Choice to use Angular.js was partly due to this too, since the opinionated nature can take away the guesswork in volunteer projects where people come and go and experiences/learned patterns/opinions can differ quite a bit. It was always important to me to try stay as consistent as possible to make diving into huge codebase easier. Common vs exotic tooling is another aspect that makes things easier, which would bring us to Redux even if there's something "better" from absolute technical point of view.

simison avatar May 11 '20 10:05 simison

Convo from Slack about Recoil:

This went out: https://recoiljs.org/ Facebook's answer to state management

one part sigh (yet another new thing...), and https://github.com/facebookexperimental/Recoil says it's experimental. they have too many researchs to create churn imo, hard to keep up. having said that the premise sounds nice.

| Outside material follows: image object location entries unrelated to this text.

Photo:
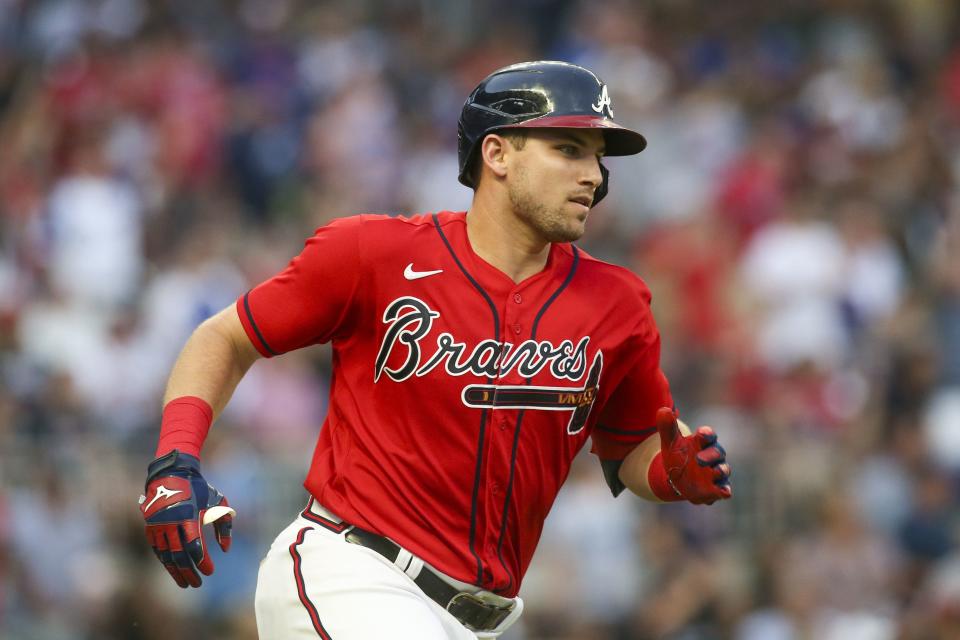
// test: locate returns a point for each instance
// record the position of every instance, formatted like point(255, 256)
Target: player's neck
point(504, 242)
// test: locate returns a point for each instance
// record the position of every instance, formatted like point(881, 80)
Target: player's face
point(552, 180)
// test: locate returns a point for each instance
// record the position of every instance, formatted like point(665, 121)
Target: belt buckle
point(469, 597)
point(493, 615)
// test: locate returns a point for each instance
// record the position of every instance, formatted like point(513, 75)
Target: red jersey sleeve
point(312, 299)
point(629, 415)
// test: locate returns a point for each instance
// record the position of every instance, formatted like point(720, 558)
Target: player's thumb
point(667, 427)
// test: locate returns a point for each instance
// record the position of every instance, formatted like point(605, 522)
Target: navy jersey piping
point(516, 433)
point(483, 413)
point(253, 323)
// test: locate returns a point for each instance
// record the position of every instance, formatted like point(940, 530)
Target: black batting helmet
point(547, 94)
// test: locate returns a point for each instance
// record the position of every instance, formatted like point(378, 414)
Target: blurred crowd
point(797, 216)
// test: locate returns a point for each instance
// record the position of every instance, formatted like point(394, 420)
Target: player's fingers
point(181, 557)
point(711, 456)
point(725, 490)
point(667, 427)
point(721, 473)
point(223, 528)
point(193, 544)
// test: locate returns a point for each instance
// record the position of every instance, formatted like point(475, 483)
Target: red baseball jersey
point(459, 398)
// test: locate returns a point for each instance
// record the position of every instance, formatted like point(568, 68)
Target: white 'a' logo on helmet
point(603, 100)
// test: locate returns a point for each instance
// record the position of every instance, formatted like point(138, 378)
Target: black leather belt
point(473, 612)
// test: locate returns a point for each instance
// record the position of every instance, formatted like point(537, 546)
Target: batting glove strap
point(175, 499)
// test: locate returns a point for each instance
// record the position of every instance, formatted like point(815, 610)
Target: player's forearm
point(213, 361)
point(635, 470)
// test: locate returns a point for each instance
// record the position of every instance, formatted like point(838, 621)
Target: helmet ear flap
point(601, 191)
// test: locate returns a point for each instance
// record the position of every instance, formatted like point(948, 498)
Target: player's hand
point(177, 502)
point(696, 465)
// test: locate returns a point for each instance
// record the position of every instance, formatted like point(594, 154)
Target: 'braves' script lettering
point(409, 319)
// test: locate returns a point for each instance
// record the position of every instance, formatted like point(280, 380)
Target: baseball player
point(474, 354)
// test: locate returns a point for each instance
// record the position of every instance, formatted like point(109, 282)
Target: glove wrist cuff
point(173, 460)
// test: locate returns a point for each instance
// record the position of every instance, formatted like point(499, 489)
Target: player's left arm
point(678, 464)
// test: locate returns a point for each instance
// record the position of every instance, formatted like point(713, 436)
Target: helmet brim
point(620, 141)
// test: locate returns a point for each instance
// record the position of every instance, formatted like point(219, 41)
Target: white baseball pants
point(314, 584)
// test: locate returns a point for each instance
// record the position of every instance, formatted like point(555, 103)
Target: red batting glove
point(691, 468)
point(176, 504)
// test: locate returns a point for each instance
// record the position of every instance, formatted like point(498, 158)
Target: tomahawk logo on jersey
point(505, 380)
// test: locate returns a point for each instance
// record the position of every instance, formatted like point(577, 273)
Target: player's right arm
point(177, 500)
point(310, 301)
point(213, 361)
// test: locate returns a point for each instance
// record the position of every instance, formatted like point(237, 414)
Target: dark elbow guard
point(611, 473)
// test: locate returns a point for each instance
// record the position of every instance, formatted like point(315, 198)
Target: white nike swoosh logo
point(410, 274)
point(162, 492)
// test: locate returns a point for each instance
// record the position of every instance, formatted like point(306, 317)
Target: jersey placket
point(499, 450)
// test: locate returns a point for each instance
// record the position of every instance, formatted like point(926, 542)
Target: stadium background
point(796, 214)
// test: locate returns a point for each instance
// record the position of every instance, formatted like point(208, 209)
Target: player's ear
point(493, 151)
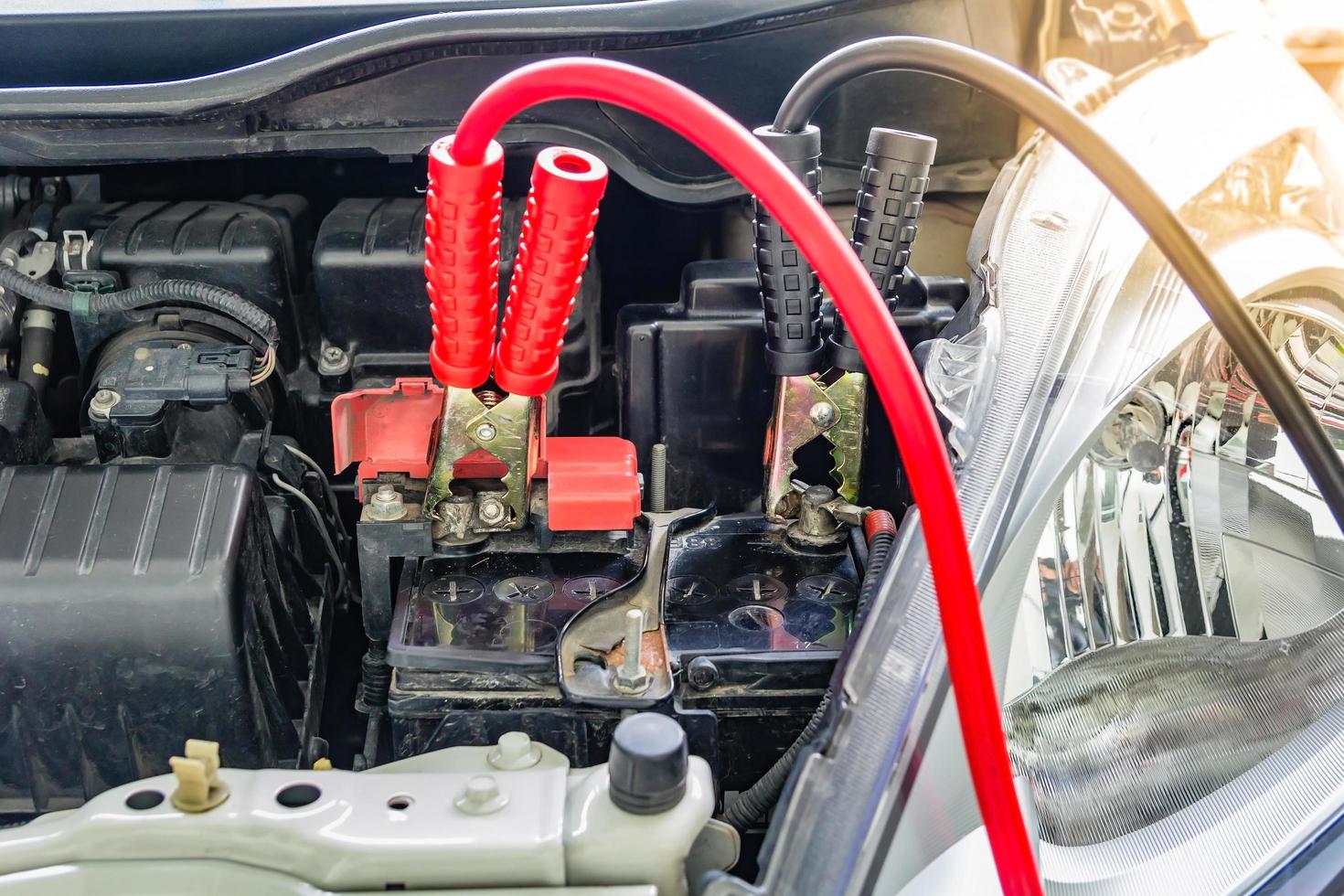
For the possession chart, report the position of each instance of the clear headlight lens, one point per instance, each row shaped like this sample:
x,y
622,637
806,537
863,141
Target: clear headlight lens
x,y
1189,515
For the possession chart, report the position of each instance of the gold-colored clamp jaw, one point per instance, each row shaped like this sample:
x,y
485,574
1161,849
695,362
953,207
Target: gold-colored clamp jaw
x,y
831,406
507,427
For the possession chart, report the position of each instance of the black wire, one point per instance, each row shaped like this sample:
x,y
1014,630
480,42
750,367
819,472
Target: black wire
x,y
185,292
1034,101
755,801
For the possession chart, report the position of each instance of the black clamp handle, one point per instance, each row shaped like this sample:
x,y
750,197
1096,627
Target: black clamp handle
x,y
789,289
886,219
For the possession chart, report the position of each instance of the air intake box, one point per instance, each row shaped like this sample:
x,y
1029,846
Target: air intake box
x,y
142,606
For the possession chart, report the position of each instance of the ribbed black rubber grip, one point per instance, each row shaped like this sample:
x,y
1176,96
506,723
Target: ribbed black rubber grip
x,y
789,289
891,188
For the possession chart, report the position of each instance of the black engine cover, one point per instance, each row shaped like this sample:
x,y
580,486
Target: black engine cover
x,y
142,606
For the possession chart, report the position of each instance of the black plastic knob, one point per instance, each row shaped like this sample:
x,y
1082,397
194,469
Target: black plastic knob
x,y
891,189
789,289
648,763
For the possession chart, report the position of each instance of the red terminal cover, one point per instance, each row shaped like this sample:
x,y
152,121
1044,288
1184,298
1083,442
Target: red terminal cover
x,y
593,484
386,430
463,262
568,185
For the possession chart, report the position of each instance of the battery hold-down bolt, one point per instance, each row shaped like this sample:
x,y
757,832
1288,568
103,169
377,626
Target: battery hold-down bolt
x,y
631,676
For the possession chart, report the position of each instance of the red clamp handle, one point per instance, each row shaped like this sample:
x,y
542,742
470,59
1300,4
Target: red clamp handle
x,y
568,185
463,262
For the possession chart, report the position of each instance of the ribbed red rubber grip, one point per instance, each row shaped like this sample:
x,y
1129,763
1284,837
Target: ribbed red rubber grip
x,y
568,185
463,262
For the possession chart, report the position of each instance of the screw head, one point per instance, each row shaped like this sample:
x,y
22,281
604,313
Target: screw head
x,y
757,587
586,589
827,589
332,361
102,402
525,590
689,590
702,673
454,590
386,504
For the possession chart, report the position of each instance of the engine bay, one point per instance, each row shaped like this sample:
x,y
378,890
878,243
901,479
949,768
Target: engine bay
x,y
248,508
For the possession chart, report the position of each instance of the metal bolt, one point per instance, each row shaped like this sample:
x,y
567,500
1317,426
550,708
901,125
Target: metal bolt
x,y
702,673
659,478
823,414
102,402
492,511
386,504
332,361
631,676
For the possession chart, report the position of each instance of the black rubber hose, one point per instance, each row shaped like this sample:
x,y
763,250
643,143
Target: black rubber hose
x,y
177,292
755,801
37,348
1034,101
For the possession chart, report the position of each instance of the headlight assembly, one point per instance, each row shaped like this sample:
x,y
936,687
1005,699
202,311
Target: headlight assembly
x,y
1161,581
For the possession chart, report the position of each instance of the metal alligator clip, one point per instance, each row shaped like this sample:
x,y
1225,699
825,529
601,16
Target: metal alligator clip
x,y
484,434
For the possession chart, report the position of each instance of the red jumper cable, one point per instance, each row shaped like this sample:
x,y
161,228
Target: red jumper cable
x,y
892,372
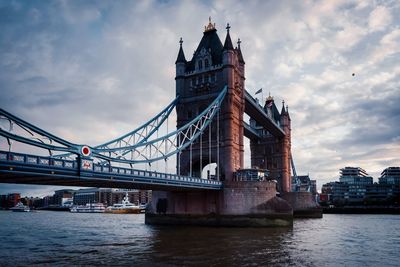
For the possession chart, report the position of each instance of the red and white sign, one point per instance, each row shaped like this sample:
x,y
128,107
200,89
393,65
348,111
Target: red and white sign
x,y
86,164
85,150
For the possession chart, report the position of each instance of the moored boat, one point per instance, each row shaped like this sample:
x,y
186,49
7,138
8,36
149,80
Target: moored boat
x,y
124,207
89,208
20,208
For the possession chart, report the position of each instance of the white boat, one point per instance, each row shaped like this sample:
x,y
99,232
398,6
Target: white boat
x,y
20,208
124,207
89,208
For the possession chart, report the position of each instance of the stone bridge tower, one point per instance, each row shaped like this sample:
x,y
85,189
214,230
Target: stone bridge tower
x,y
270,152
198,82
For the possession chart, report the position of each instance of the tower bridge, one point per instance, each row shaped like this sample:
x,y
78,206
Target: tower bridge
x,y
210,104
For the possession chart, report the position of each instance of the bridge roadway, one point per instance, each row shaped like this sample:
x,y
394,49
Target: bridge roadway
x,y
255,111
20,168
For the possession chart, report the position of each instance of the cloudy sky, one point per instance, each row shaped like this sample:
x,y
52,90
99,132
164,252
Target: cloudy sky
x,y
89,71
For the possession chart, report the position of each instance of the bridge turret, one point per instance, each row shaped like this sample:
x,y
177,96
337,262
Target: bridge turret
x,y
213,66
180,65
286,149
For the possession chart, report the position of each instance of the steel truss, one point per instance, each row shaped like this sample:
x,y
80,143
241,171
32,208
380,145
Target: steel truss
x,y
131,148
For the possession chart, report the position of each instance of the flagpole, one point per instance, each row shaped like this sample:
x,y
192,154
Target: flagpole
x,y
262,97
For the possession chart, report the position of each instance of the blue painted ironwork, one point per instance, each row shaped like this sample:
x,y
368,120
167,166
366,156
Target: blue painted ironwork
x,y
34,136
84,170
134,147
137,136
168,145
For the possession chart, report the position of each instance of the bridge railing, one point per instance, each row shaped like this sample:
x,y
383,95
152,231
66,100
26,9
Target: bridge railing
x,y
49,163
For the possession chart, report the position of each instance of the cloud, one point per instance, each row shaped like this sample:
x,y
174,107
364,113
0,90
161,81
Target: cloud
x,y
379,19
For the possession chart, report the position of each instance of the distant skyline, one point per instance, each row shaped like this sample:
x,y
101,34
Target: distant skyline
x,y
89,71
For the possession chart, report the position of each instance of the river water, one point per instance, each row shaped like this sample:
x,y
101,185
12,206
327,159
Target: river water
x,y
48,238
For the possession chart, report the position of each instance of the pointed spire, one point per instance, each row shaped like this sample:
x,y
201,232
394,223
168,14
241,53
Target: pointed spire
x,y
228,42
181,56
240,56
283,111
210,26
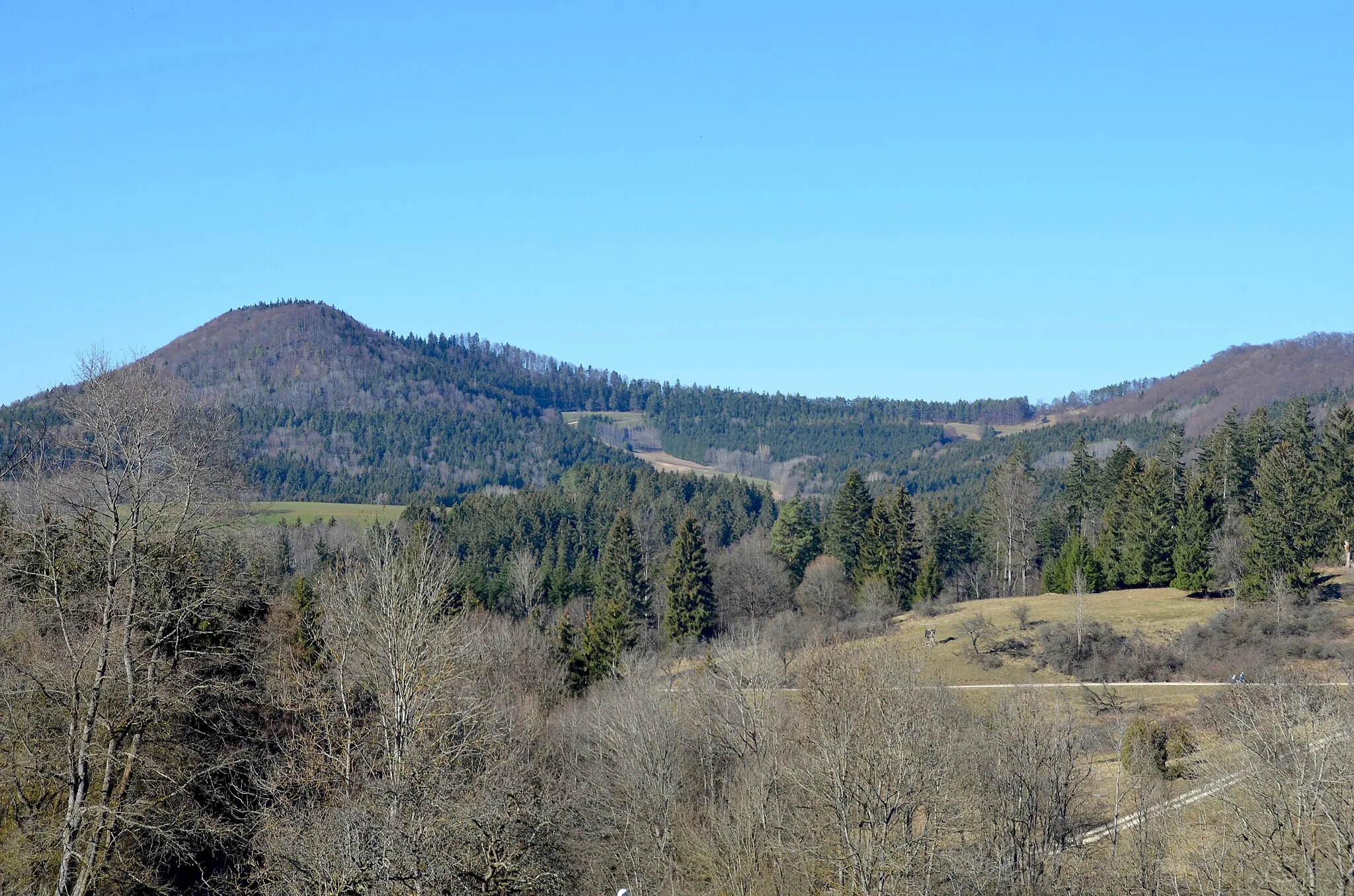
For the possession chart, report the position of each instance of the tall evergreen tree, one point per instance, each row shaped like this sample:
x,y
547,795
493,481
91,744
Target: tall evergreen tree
x,y
622,576
1199,519
931,578
1294,427
794,538
1112,546
691,592
1150,527
1081,485
848,520
1337,471
890,550
1076,556
1227,462
1257,443
1287,524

Just to check if I have my bearings, is this the same space that MobX is in?

exactly, @theo mentioned mobx on the github issue for this topic ---> https://github.com/Trustroots/trustroots/issues/1416#issuecomment-617131462 I never tried it myself

Ah yeah, redux as well

simison avatar May 20 '20 16:05 simison

A couple more lightweight solutions that might be more fitting for us compared to full blown Redux setup:

https://github.com/tannerlinsley/react-query https://github.com/pmndrs/zustand

simison avatar Jan 16 '21 12:01 simison

I've recently done more work with React Query and pretty convinced it's best solution for us.

It can be much like what we have now with simple Fetch/Axios, but with additional features like continuous polling, caching, pagination, etc. It's very simple, and very intuitive to use, yet offers just enough bells and whistles over basic fetch implementations. No monolithic global state, which is what I probably like the most about it. :-)

simison avatar Oct 19 '21 13:10 simison

My vote would be to use the React Context API directly. It's what Unstated uses under the hood, but you can roll it yourself and get much cleaner usage in your components than you can with unstated. I say this having switched from Unstated.

An example provider from a project of mine is this User provider, which you can put at the top-level of a relevant route.

<WithUser>
  <MySubTree/>
</WithUser>

Then within any child component, you can snag whatever properties you want using useContext(). e.g. this other component where it grabs the logged-in user

I think this being a core API of React is a strong argument for using it to manage shared state. In some sense it's the official answer to the question from the React team.

Because each of these provider components is just a component you can add whatever other features you want, and expose whatever other variables you want, whether that's errors, loading states, more related data, etc.